São necessárias mudanças de paradigma tanto por parte dos investidores quanto por parte dos consumidores em geral. É necessária a criação de uma cultura de economia por parte dos consumidores, tornando-os mais conscientes em relação aos desperdícios de energia. Tal cultura de economia se caracteriza por um conjunto de atitudes e comportamentos voltados ao uso racional dos insumos energéticos, incluindo práticas de operação eficiente de equipamentos e dispositivos e de combate ao desperdício de energia. Exemplos típicos são o uso consciente dos sistemas domésticos de iluminação, apagando-se as luzes quando se é a última pessoa a sair de um recinto; as práticas eficientes de condução de veículos, que incluem verificações de manutenção preventiva tais como a revisão de filtros de ar e a calibração da pressão de enchimento dos pneus; a circulação de ar externo no interior de edificações comerciais durante o período noturno, reduzindo a carga térmica imposta a seus sistemas de ar-condicionado ao início de seus períodos de ocupação. Esta cultura de economia inclui igualmente a adoção de técnicas e tecnologias de uso racional de energia, abrangendo técnicas de projeto, aquisição e operação de equipamentos energeticamente eficientes – industriais e outros –; e a disponibilização, pelo Estado e pelos agentes financeiros, de crédito para o financiamento das ações de busca da eficiência energética em condições competitivas com os demais investimentos disponíveis e/ou necessários para os diversos interessados nos setores residencial, comercial, industrial, de serviços, etc.

Embora tenha ocorrido uma conscientização da população à época do racionamento de energia enfrentado entre os anos de 2001 e 2002, além de ainda haver um amplo potencial disponível de economias de energia, há a possibilidade de que, após o período de emergência, a maioria das pessoas já tenha retornado ou venha a retornar a seus antigos hábitos de consumo, já que o período do racionamento foi encarado como uma situação emergencial e, portanto, temporária. Um tal esforço de conscientização envolve ações de marketing e relações públicas em escala nacional, cuja magnitude justifica plenamente o envolvimento da máquina do Estado em seu planejamento e execução e, uma vez que o interesse das concessionárias de energia elétrica está em vender energia, o que faz com que

a economia de energia por parte do cidadão vá contra seus interesses comerciais imediatos, e o interesse do fabricante de equipamentos consumidores de energia está em produzir a preços mais reduzidos e oferecer sua mercadoria também a menores preços, novamente, inviabilizando a eficiência energética como opção no curto prazo, em decorrência do maior investimento inicial necessário à produção de equipamentos eficientes e do maior preço de venda dos mesmos, evidencia-se aqui uma falha do mercado em atender ao interesse maior da população.

Outro motivo para a ação do setor público na área de eficiência energética é a aversão a longos prazos de retorno, manifestada por grande parte da indústria nacional. Isto por que, embora muitos possíveis projetos de eficientização energética de processos produtivos tenham vidas úteis de 20 ou até 30 anos, seus prazos de retorno podem ser de 5 ou até mesmo 8 anos. Via de regra, investimentos com tais prazos de retorno costumam ser preteridos em prol de investimentos concorrentes que apresentem retornos mais rápidos [6].
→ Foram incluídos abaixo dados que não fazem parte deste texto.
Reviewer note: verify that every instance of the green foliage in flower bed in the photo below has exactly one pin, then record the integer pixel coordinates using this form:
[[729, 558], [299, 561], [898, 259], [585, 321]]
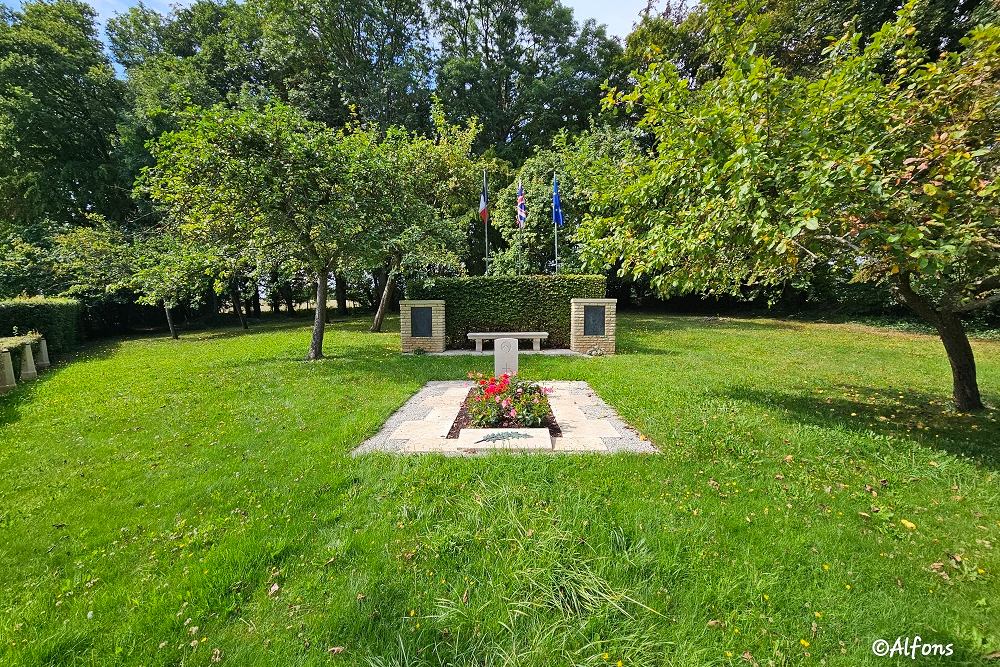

Possibilidades de ação estatal nesse caso seriam, por exemplo, o oferecimento de instrumentos de financiamento capazes de vencer essa aversão ao risco, ao diminuir sua percepção pelos agentes investidores, e a criação de um ambiente institucional favorável ao trabalho das ESCOs – Empresas de Conservação de Energia –, seja coibindo ações das concessionárias de energia e outros agentes interessados que dificultem sua ação junto aos consumidores de energia, seja criando um arcabouço jurídico favorável à celebração dos chamados contratos de desempenho, que permitem ao contratante executar ações de busca da eficiência energética de forma inicialmente ‘gratuita’ – os custos são absorvidos pela ESCO –, para pagar por elas após sua execução, usando para isso os recursos financeiros poupados a partir da economia de energia que estas ações geraram.